March 25, 2010

 

CBOT Soy Review on Wednesday: Rising dollar pressures prices

 

 

Chicago Board of Trade soy futures settled lower Wednesday, as strong gains in the U.S. dollar produced broad-based losses in international commodity prices.

 

Nearby CBOT May soy, the most-active contract, settled 8 cents, or 0.83%, lower at US$9.60 per bushel.

 

The U.S. dollar index's rise to 2010 highs on European financial issues laid the ground work for the market's slide. In the absence of fresh supportive fundamental news, the dollar's influence and technical pressure combined to keep soy prices on the defensive, analysts said.

 

A firm dollar is often seen as bearish, attracting speculative selling because it makes U.S. grains and oilseeds less attractive to foreign buyers and reduces investors' appetite for risk.

 

Perceptions that U.S. prices were high compared with South America in the face of an advancing harvest in Argentina and Brazil added to the lower tonnee.

 

A weaker Brazilian real and a shift in forecasts to drier conditions in some of Brazil's wettest areas provided some fundamental pressure for prices as well, said Mike Zuzolo, president of Global Commodity Analytics.

 

The weaker real weighs on Brazil's prices, as that leads to lower export revenue for Brazil, Zuzolo said.
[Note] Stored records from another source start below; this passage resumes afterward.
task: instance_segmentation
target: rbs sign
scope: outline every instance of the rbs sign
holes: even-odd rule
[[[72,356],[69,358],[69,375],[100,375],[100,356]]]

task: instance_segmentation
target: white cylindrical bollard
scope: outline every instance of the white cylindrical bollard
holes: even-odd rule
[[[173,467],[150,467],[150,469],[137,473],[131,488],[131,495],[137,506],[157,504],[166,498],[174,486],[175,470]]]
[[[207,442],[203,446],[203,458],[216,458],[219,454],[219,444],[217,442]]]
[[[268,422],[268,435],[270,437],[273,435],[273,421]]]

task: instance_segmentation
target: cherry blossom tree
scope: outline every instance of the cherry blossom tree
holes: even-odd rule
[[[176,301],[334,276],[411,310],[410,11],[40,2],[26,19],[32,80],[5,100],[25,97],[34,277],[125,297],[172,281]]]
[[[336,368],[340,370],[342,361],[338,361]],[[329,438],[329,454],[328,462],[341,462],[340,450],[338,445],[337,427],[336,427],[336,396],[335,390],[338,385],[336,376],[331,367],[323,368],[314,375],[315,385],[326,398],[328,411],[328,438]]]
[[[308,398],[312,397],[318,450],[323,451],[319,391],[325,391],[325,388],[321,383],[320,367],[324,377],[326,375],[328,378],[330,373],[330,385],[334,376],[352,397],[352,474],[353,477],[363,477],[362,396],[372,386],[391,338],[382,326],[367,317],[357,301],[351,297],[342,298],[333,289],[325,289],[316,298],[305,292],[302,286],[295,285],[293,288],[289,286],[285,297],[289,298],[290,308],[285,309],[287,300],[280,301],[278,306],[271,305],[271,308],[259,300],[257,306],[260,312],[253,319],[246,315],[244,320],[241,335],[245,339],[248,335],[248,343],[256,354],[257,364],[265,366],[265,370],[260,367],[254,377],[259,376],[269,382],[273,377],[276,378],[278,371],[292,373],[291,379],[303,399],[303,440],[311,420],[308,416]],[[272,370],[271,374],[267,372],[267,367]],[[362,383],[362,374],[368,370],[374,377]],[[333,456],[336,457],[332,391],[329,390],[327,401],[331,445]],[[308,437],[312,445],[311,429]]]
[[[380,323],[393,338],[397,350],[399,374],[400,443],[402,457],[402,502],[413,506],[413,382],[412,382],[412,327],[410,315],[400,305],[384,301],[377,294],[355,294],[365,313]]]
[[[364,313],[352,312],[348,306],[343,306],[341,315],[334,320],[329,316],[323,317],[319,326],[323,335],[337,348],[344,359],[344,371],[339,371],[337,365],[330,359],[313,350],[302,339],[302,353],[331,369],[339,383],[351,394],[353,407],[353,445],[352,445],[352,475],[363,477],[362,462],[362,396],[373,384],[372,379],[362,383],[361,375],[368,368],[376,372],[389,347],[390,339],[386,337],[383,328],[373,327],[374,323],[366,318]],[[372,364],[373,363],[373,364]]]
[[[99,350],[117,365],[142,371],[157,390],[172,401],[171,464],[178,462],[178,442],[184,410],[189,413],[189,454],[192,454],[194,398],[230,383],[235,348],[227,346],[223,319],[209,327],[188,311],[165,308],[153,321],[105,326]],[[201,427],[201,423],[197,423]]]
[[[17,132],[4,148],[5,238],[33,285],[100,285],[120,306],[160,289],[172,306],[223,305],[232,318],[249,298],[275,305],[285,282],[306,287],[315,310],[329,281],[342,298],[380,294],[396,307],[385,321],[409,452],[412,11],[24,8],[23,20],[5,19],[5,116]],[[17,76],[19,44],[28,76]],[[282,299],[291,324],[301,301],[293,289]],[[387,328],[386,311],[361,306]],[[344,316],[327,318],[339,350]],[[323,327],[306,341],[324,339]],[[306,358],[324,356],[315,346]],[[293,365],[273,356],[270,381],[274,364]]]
Drier weather for Brazil will help speed up the harvest and the movement of supplies to market, he added.

 

However, the inability of the May future to penetrate chart support at its 50-day moving average sparked some short-covering to put a floor under prices, traders said.

 

Speculative funds were estimated sellers of 5,000 lots in soy, 1,000 lots in soymeal and 2,000 lots in soyoil. Fund activity is a measure of investment money flow in the market.

 

On tap for Thursday, the U.S. Census Bureau's February crush report is scheduled for release at 8 a.m. EDT (1200 GMT). The Census Bureau is expected to estimate the February soy crush at 153.8 million bushels, down from the prior month, but still representing record processing for the month of February, according to a survey of industry analysts.

 

The U.S. Department of Agriculture's weekly export sales report will be released at 8:30 a.m. EDT. Analysts surveyed by Dow Jones Newswires estimate soy sales for the week ended March 18 to be in the range of 300,000 to 750,000 metric tonnes. Soymeal export sales are seen between 75,000 and 175,000 tonnes, while soyoil sales are pegged between 5,000 and 15,000 tonnes.

 

 

Soy Products

 

Soy product futures stumbled with soy. A quiet news front and bearish outside financial market influences kept pressure on prices, analysts said. Soymeal managed to gain value in the crush spread versus soyoil, as weak crude oil futures and building inventories weighed on soyoil futures.

 

May soymeal ended US$1, or 0.37%, lower at US$270.90 per short tonne, while May soyoil settled 46 points, or 1.16%, lower at 39.08.

 

May oil share was 42%, while the May soy crush margin ended at 65 3/4 cents.